I think I am a sort of goal-less individual....with no major ambitions at my wise age of 26....of the kinds "I want to be a CEO by 35" or "I want to have children by 28" or "I have to finish my film by 25 because well, so did Orson Welles."
So, for now the Hawking quote is good.
"For you, time is not a system but a flowing of the present." - An FB quiz result
Monday, April 06, 2009
Thursday, April 02, 2009
Wednesday, April 01, 2009
throw down our canes
and soak our brains
with endorphins
until our joy annoys the McCrap out of everyone around us
among their occasional shouts of
oh get a room, already
let's play like children
sing like drunks
and fill our trunks
with colored pebbles from the beach
and dance like two people with centipedes in their shorts
amid the occasional glances of
people who wish they had some, too
Thursday, March 26, 2009
The Importance of Being Idle
I don't mind
As long as there's a bed beneath the stars that shine
I'll be fine, if you give me a minute, a man's got a limit
I can't get a life if my heart's not in it
I don't mind, I think they're crazy
Running everywhere at such a speed
Till they find there's no need (there's no need)
Please, don't spoil my day, I'm miles away
And after all I'm only sleeping
Keeping an eye on the world going by my window
Taking my time
Lying there and staring at the ceiling
Waiting for a sleepy feeling...
Please, don't spoil my day, I'm miles away
And after all I'm only sleeping
Wednesday, March 25, 2009
Sunday, March 22, 2009
I'm just a little person
What is it about Charlie Kaufman, that throws you into the delight of complication?
What a feeling. I'll call this the Kaufman emotion - one that I feel after watching anything written by him, or as right now in the film Synechdoche, New York ---his first directorial venture.
Oh Charlie, you speak to my soul...in the same convoluted manner that we all speak to our own souls and those of others around us. Because this is your story....and also ours. Exactly how Cayden in Synechdoche says, "There are millions of people in the world. And none of those people are as an extra, they're all leads in their own stories."

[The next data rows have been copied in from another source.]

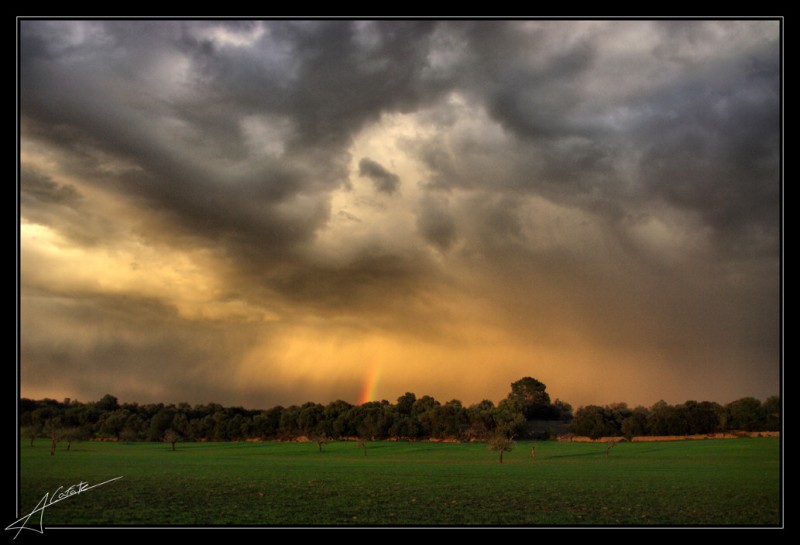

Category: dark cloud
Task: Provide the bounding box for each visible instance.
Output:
[417,197,458,252]
[19,20,781,405]
[358,157,400,195]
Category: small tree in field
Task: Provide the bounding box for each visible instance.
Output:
[44,417,64,456]
[64,426,86,451]
[164,429,182,451]
[313,433,330,452]
[486,433,514,464]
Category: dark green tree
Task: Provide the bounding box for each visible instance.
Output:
[508,377,560,420]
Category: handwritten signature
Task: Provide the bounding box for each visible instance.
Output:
[6,476,122,539]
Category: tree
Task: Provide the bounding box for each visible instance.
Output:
[22,425,42,446]
[312,433,329,452]
[508,377,560,420]
[164,428,182,451]
[44,417,64,456]
[95,394,119,411]
[486,433,514,464]
[727,397,766,431]
[569,405,622,439]
[119,428,139,445]
[396,392,417,416]
[761,396,781,431]
[63,426,86,452]
[492,398,526,437]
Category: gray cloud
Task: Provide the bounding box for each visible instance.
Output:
[20,20,781,404]
[358,157,400,195]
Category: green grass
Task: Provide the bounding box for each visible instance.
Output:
[20,438,781,526]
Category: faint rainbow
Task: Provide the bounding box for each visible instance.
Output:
[358,364,381,405]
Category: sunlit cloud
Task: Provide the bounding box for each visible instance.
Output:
[19,20,781,408]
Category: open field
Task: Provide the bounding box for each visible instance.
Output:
[15,438,781,527]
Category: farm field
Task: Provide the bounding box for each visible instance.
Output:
[15,438,782,528]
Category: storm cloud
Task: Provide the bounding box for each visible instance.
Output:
[19,19,781,407]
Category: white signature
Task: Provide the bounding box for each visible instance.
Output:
[6,477,122,539]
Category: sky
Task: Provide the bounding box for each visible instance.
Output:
[18,20,782,408]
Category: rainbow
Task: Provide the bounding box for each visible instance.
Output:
[358,364,381,405]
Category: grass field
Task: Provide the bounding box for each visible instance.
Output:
[15,438,781,527]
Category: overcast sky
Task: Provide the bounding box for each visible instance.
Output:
[19,20,781,408]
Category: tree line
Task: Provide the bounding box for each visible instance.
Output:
[570,396,781,439]
[20,377,780,452]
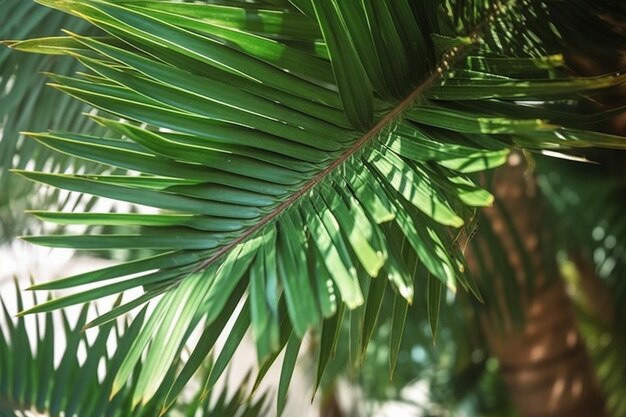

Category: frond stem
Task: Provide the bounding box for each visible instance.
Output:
[195,2,502,272]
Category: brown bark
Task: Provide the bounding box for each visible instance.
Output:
[468,154,606,417]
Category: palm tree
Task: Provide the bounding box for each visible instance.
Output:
[5,0,626,411]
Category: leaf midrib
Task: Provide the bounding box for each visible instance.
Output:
[195,3,502,271]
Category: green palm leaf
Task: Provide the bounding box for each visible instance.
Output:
[0,285,267,417]
[6,0,626,405]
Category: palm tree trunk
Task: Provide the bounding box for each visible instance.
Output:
[468,154,606,417]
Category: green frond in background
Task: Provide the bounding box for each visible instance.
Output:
[2,0,626,410]
[0,0,111,243]
[0,285,267,417]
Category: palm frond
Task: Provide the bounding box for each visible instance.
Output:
[0,0,111,242]
[3,0,626,408]
[0,284,267,417]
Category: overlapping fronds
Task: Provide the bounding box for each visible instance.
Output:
[0,286,267,417]
[0,0,103,243]
[6,0,626,409]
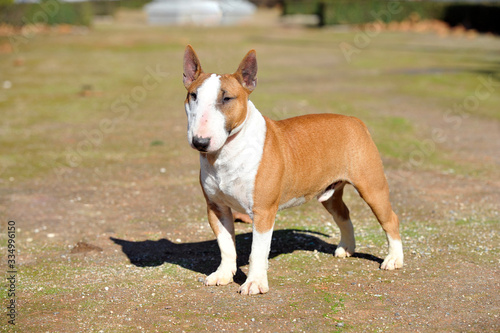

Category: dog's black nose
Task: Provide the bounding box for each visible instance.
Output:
[193,136,210,151]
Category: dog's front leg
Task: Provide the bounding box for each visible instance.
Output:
[205,203,236,286]
[239,210,277,295]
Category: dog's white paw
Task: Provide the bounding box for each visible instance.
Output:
[335,242,354,258]
[380,254,403,271]
[205,268,234,286]
[238,277,269,295]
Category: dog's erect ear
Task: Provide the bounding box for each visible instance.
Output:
[234,50,257,92]
[182,45,203,89]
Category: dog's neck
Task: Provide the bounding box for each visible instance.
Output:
[200,100,266,166]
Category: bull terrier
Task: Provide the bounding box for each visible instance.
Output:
[183,45,403,295]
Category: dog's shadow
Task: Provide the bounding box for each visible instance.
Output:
[110,229,382,284]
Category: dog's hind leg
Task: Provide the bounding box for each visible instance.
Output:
[356,171,404,270]
[321,182,356,258]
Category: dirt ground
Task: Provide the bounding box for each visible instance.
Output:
[0,12,500,332]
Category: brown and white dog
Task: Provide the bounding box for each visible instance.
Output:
[183,45,403,294]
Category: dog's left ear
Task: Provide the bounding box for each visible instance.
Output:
[182,45,203,89]
[234,50,257,93]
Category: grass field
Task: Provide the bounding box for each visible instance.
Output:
[0,11,500,332]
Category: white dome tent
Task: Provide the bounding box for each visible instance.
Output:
[144,0,256,26]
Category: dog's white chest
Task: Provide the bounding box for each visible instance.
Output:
[200,101,266,214]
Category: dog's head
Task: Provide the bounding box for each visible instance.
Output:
[183,45,257,153]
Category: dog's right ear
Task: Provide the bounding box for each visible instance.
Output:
[182,45,203,89]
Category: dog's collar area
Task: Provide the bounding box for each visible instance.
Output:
[227,110,250,141]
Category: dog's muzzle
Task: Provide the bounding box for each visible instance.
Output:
[189,136,210,152]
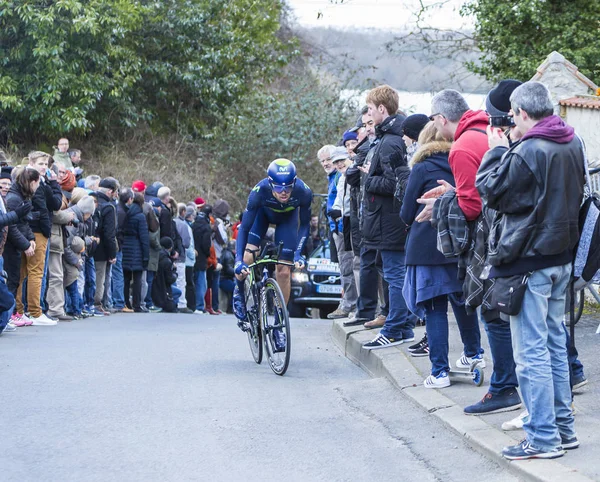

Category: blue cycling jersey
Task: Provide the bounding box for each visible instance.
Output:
[235,179,313,262]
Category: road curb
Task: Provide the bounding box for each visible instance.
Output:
[331,320,593,482]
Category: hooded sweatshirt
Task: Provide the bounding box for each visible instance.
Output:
[448,110,489,221]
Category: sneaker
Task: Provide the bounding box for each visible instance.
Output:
[363,333,404,350]
[1,323,17,333]
[408,333,429,353]
[571,374,588,392]
[31,313,58,326]
[464,388,521,415]
[10,313,31,327]
[233,283,247,321]
[423,372,450,388]
[410,344,429,356]
[560,434,579,450]
[342,313,370,326]
[327,308,350,320]
[502,439,565,460]
[502,410,529,432]
[363,315,387,330]
[456,353,485,370]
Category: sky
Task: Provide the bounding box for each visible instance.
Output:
[287,0,472,30]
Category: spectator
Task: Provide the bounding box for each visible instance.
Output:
[400,121,481,388]
[477,82,585,460]
[424,89,521,415]
[175,203,194,313]
[152,236,177,313]
[94,178,118,316]
[123,193,150,313]
[362,85,416,350]
[3,167,40,326]
[327,147,358,318]
[192,205,212,314]
[52,137,73,169]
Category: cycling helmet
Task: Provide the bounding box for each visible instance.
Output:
[267,159,296,187]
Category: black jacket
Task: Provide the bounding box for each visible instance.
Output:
[29,176,62,238]
[94,192,118,261]
[192,213,212,271]
[400,142,458,266]
[152,249,177,313]
[5,183,35,251]
[362,115,408,251]
[476,138,585,276]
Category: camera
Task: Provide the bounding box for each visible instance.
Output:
[490,115,515,127]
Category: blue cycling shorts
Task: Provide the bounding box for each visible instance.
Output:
[248,207,298,261]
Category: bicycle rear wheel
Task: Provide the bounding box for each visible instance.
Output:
[244,279,263,365]
[260,278,292,375]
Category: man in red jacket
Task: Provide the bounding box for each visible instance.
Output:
[417,89,521,415]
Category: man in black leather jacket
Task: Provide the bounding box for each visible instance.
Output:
[476,82,584,460]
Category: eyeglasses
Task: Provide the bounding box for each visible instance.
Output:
[271,184,294,194]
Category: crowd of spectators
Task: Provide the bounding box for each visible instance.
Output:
[317,80,587,459]
[0,143,237,333]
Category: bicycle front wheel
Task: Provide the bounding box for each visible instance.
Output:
[260,278,292,375]
[244,278,263,365]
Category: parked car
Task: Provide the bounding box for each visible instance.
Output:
[288,242,342,318]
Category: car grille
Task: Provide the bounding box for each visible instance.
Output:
[312,274,341,285]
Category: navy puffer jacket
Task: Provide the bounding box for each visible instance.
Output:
[123,203,150,271]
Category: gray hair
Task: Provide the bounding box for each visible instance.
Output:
[431,89,469,122]
[83,174,102,191]
[317,144,335,160]
[510,81,554,120]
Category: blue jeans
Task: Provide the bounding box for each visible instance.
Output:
[112,251,125,310]
[83,256,96,308]
[483,318,519,395]
[195,271,206,311]
[65,281,81,315]
[510,264,575,450]
[424,293,481,377]
[380,251,417,339]
[144,271,156,308]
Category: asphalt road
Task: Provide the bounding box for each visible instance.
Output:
[0,314,516,482]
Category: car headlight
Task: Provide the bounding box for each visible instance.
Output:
[292,272,308,283]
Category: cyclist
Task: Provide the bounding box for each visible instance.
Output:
[233,159,313,351]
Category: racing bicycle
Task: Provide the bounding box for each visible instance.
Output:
[244,243,294,375]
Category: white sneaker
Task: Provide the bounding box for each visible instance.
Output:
[502,410,529,431]
[456,353,485,370]
[423,372,450,388]
[29,313,58,326]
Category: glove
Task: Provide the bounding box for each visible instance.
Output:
[15,201,32,219]
[294,253,306,268]
[234,261,248,274]
[327,209,342,219]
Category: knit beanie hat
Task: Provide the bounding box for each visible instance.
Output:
[59,171,77,192]
[402,114,429,141]
[485,79,522,117]
[342,130,358,145]
[160,236,173,250]
[71,236,85,253]
[77,195,96,215]
[71,187,87,204]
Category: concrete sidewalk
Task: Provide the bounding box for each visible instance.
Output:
[331,314,600,482]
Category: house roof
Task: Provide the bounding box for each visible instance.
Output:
[531,50,598,91]
[559,96,600,109]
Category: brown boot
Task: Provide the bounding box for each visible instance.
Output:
[363,315,386,330]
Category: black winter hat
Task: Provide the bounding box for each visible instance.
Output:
[485,79,522,117]
[402,114,429,141]
[160,236,173,250]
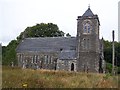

In this film, he has so successfully given some words, characters and visuals to the ever difficult questions of life and death. Questions we ask ourselves at so many points of life. When the character of Cayden (fashioned after Kaufman himself?) is not sure of what he is trying to achieve through the concept of his next play, his actress (played by Michelle Williams) says, "It's good that you don't know...when you know that you don't know, it is the first step to knowing."
The beautifully and immaculately constructed screenplay, is nothing but the circle of life that gives birth to its real, fictional and on-stage characters, lives and dies like a being and a world unto its own.
"The end is written into the beginning".....a line uttered by Cayden's love-interest........says it all for me. For it is isn't it in any written, spoken story just like life? A story that goes on and on, and never sees an end till death. Yet, it still goes on.
And as always, Kaufman blows you away with that one long monologue from one of his characters:
"As the people who adore you stop adoring you; as they die; as they move on; as you shed them; as you shed your beauty; your youth; as the world forgets you; as you recognize your transience; as you begin to lose your characteristics one by one; as you learn there is no-one watching you, and there never was, you think only about driving - not coming from any place; not arriving any place. Just driving, counting off time."
Some of the songs have been written by Kaufman himself......and my favourite goes, "Somewhere maybe someday maybe somewhere far away............."
I cannot express myself anymore. Excuse me, as Cayden says, "It's Complicated."